Patagonia Turns Black Friday Green With Multi Million Dollar Proceeds Given to Climate Change

4 mins

The $10 million that Patagonia earned on the day has been given to ‘underfunded and under the radar’ eco-causes

Eco-conscious outdoor clothing retailer Patagonia achieved a record-breaking US$10m in sales during its recent Black Friday event, a figure five times greater than the company had initially predicted – and every cent is to be given to environmental causes.

The business announced on Twitter that it would donate the cash to ‘hundreds of local environmental organisations working around the world’.

Organisations set to benefit include Surfers Against Sewage, People & Planet, the Coal Action Network and Reclaim The Power.

The company stated in a message to its customers: ‘We’re humbled to report the response was beyond expectations: With your help, Patagonia reached a record-breaking $10 million in sales.

‘We expected to reach $2 million in sales—we beat that expectation five times over. The enormous love our customers showed to the planet on Black Friday enables us to give every penny to hundreds of grassroots environmental organisations working around the world.

‘Many of these environmental groups are underfunded and under the radar, and they are overwhelmed with your commitment. On behalf of these activists and every Patagonia employee, we extend a heartfelt thank you to our customers, friends and community worldwide who showed up to #loveourplanet.’

Patagonia merchandise

Owned by billionaire founder Yvon Chouinard, 81, who turned his passion for rock climbing into a business, and led by CEO Rose Marcario since 2013, Patagonia has this mission statement: ‘we’re in business to save our home planet.’

The high-end retailer of outdoor and adventure clothing and equipment said: ‘The science is telling us loud and clear: We have a problem’.

‘If we have any hope of a thriving planet – much less a thriving business – 50 years from now, it is going to take all of us doing what we can with the resources we have,’

Yvon Chouinard.

It added: ‘By getting active in communities, we can raise our voices to defend policies and regulations that will protect wild places and wildlife, reduce carbon emissions, build a modern energy economy based on investment in renewables, and, most crucially, ensure the United States remains fully committed to the vital goals set forth in the Paris Agreement on climate change.’

Patagonia spokesperson Corley Kenna added: ‘We felt that these were issues that united us and I think this is a demonstration that people agree. Our customers agree with us.’

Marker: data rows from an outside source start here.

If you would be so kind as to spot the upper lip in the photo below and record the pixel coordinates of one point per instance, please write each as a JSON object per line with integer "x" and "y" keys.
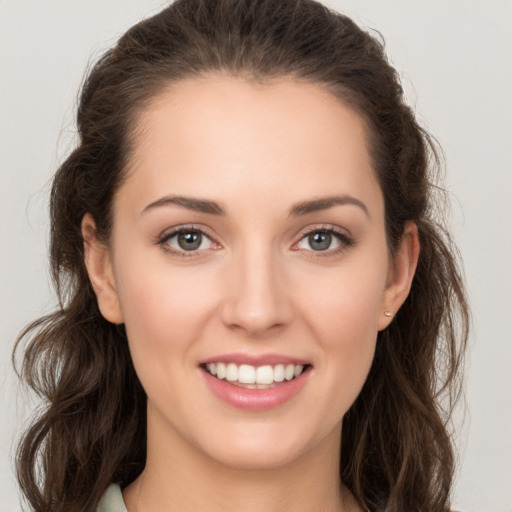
{"x": 255, "y": 360}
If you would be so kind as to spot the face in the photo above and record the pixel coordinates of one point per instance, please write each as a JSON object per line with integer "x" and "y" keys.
{"x": 248, "y": 242}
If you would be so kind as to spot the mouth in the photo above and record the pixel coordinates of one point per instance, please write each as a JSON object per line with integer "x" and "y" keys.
{"x": 255, "y": 377}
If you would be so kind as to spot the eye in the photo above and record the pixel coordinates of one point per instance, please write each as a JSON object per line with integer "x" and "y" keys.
{"x": 324, "y": 240}
{"x": 187, "y": 240}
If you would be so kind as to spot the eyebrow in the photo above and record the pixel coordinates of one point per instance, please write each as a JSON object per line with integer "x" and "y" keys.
{"x": 299, "y": 209}
{"x": 324, "y": 203}
{"x": 190, "y": 203}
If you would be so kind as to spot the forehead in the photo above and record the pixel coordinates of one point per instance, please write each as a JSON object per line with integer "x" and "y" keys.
{"x": 224, "y": 136}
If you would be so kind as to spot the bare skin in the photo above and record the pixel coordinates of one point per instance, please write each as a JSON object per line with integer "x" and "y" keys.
{"x": 275, "y": 183}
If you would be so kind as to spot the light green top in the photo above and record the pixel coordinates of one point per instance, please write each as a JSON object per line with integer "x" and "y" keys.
{"x": 112, "y": 500}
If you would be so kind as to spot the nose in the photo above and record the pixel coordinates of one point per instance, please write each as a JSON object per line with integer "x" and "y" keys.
{"x": 257, "y": 299}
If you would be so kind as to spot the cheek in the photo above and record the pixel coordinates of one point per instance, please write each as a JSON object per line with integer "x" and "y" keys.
{"x": 165, "y": 310}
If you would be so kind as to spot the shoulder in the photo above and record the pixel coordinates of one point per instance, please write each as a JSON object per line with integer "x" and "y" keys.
{"x": 112, "y": 500}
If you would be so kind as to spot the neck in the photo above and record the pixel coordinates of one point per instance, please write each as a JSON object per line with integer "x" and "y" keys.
{"x": 180, "y": 477}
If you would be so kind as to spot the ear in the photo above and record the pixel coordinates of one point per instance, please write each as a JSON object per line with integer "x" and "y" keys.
{"x": 401, "y": 273}
{"x": 99, "y": 267}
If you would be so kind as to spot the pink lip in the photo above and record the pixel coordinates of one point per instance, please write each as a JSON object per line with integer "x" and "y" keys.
{"x": 255, "y": 399}
{"x": 255, "y": 360}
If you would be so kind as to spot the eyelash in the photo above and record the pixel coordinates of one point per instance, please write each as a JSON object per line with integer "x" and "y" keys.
{"x": 345, "y": 240}
{"x": 163, "y": 240}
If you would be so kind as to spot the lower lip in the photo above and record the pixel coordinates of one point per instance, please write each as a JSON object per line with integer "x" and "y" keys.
{"x": 256, "y": 399}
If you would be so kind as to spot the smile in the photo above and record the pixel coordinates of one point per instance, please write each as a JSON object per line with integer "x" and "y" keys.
{"x": 254, "y": 377}
{"x": 263, "y": 385}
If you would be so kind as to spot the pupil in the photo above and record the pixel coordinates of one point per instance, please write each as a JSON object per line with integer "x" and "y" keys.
{"x": 320, "y": 241}
{"x": 189, "y": 241}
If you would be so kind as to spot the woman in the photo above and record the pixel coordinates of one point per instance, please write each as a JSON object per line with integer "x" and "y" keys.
{"x": 259, "y": 305}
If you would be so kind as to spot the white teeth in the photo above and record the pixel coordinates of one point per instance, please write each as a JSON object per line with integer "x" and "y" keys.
{"x": 289, "y": 372}
{"x": 265, "y": 375}
{"x": 232, "y": 372}
{"x": 246, "y": 374}
{"x": 279, "y": 372}
{"x": 221, "y": 371}
{"x": 254, "y": 377}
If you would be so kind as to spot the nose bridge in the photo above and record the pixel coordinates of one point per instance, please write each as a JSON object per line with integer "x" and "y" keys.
{"x": 258, "y": 300}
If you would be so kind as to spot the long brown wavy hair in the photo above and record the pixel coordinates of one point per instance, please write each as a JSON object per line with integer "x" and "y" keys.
{"x": 396, "y": 452}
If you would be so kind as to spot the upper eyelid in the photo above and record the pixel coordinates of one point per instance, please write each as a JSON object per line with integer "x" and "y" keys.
{"x": 173, "y": 231}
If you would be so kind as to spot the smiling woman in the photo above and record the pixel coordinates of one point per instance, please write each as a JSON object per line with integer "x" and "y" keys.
{"x": 258, "y": 309}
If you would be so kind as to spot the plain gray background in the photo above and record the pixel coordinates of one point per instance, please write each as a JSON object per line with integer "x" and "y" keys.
{"x": 455, "y": 59}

Patagonia Protects the Planet

The California-based brand’s latest commitment to the planet was inspired by the US presidential election, according to Lisa Pike Sheehy, vice president of environmental activism.

‘This is a difficult and divisive time for our country. I believe the environment is something we can all come together on. Environmental values are something we all embrace,’ she explained

In September the company pledged to donate its entire profit to environmental causes

Founder Yvon Chouinard donated all company profits to fighting climate change
Founder Yvon Chouinard recently donated all company profits to fighting climate change

‘If we have any hope of a thriving planet – much less a thriving business – 50 years from now, it is going to take all of us doing what we can with the resources we have,’ said Chouinard.

‘This is another way we’ve found to do our part.’

Chouinard’s family has donated two per cent of all stock and all decision-making authority to a trust, which will oversee the company’s mission and values.

The other 98 per cent of the company’s stock will go to a non-profit called the Holdfast Collective, which ‘will use every dollar received to fight the environmental crisis, protect nature and biodiversity, and support thriving communities, as quickly as possible’, according to its mission statement.

Each year, the money Patagonia makes after reinvesting in the business will be distributed to the non-profit to help fight the environmental crisis.

The structure, the statement said, was designed to avoid selling the company or taking it public, which could have meant a change in its values.

‘Instead of  “going public”, you could say we’re “going purpose”,’ said Chouinard. ‘Instead of extracting value from nature and transforming it into wealth for investors, we’ll use the wealth Patagonia creates to protect the source of all wealth.’